Practical Trade-offs
Optimization has trade-offs.
The smallest image is not always the best image. Alpine images are smaller, but native Node.js packages may require extra work. Distroless images reduce attack surface, but they are harder to debug because they do not include a shell. Aggressive cleanup can make troubleshooting painful. Multi-stage builds improve runtime images, but they may add complexity to the Dockerfile.
For most TypeScript AI agents, the best starting point is simple: use a slim base image, use multi-stage builds, exclude unnecessary files, install only production dependencies, run as a non-root user, and inspect the result with Dive.
That will usually get you most of the benefit without turning the Dockerfile into a maintenance burden.
Conclusion
Docker image optimization is not just a performance trick. For TypeScript AI agents, it is part of reliability and security.
A smaller image pulls faster, deploys faster, scans faster, and usually contains fewer unnecessary files. A cleaner image also makes it easier to understand what your AI service is actually shipping. That matters when the application has access to model APIs, tools, browsers, databases, and credentials.

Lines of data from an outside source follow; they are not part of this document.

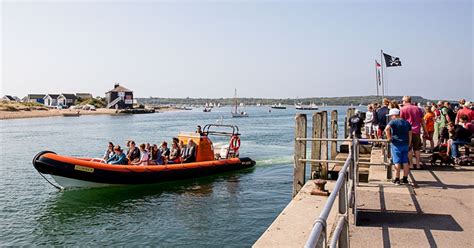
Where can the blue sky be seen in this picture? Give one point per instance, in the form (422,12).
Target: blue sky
(280,49)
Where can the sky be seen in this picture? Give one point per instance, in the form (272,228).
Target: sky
(270,49)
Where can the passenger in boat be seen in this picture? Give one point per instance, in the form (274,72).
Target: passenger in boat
(118,157)
(133,154)
(148,148)
(199,130)
(165,151)
(144,156)
(109,152)
(190,153)
(175,152)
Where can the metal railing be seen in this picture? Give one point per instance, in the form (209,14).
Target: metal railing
(345,190)
(344,183)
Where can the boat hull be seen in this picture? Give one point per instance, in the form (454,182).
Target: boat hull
(80,172)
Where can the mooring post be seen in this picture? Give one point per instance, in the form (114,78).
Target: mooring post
(316,145)
(346,124)
(333,134)
(300,153)
(324,145)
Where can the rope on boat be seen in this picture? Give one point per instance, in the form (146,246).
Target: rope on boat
(56,186)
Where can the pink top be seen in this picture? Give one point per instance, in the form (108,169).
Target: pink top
(414,116)
(465,111)
(144,158)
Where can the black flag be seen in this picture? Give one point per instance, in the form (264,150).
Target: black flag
(391,61)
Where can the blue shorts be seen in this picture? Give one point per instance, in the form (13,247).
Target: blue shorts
(399,154)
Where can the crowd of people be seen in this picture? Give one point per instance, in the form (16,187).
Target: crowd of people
(410,127)
(146,154)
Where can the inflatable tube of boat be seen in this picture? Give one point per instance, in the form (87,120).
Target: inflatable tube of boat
(82,172)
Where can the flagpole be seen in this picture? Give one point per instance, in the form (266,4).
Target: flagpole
(377,80)
(383,81)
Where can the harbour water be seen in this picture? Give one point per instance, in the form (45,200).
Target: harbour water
(230,210)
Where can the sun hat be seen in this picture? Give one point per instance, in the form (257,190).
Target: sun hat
(393,111)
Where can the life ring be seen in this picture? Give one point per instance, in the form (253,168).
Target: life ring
(235,143)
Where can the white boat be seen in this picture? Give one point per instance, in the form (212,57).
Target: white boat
(236,112)
(311,106)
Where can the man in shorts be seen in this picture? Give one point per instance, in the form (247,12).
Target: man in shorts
(414,116)
(398,132)
(382,117)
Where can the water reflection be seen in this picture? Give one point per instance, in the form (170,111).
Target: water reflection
(180,205)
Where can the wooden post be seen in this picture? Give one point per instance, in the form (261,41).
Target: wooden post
(316,145)
(324,144)
(334,134)
(346,125)
(300,153)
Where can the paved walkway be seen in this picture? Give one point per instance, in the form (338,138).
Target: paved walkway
(435,210)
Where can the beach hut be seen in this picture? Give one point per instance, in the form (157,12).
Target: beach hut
(83,96)
(36,98)
(9,98)
(66,100)
(119,97)
(51,100)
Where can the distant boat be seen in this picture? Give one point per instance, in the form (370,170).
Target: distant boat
(279,106)
(236,112)
(72,114)
(311,106)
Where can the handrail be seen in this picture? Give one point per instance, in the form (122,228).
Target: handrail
(320,224)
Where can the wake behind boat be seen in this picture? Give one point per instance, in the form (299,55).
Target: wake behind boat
(301,106)
(236,112)
(70,172)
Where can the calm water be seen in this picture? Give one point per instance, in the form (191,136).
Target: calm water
(226,210)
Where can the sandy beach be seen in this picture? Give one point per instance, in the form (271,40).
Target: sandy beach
(4,115)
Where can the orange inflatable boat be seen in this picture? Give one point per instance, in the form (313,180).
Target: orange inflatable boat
(89,172)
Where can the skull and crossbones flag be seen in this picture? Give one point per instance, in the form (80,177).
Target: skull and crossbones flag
(391,61)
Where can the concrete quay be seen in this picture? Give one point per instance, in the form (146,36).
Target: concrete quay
(434,210)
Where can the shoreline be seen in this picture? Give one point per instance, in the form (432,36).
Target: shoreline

Start with the obvious improvements. Replace the one-stage Dockerfile with a multi-stage build. Use node:slim instead of the full image. Add a careful .dockerignore. Install only production dependencies in the final stage. Keep Playwright and other heavy tooling out of the main runtime image unless the agent truly needs them. Then use Dive to inspect the image instead of guessing.
The goal is not to win a smallest-image contest. The goal is to ship a focused, understandable, production-ready image for your AI agent.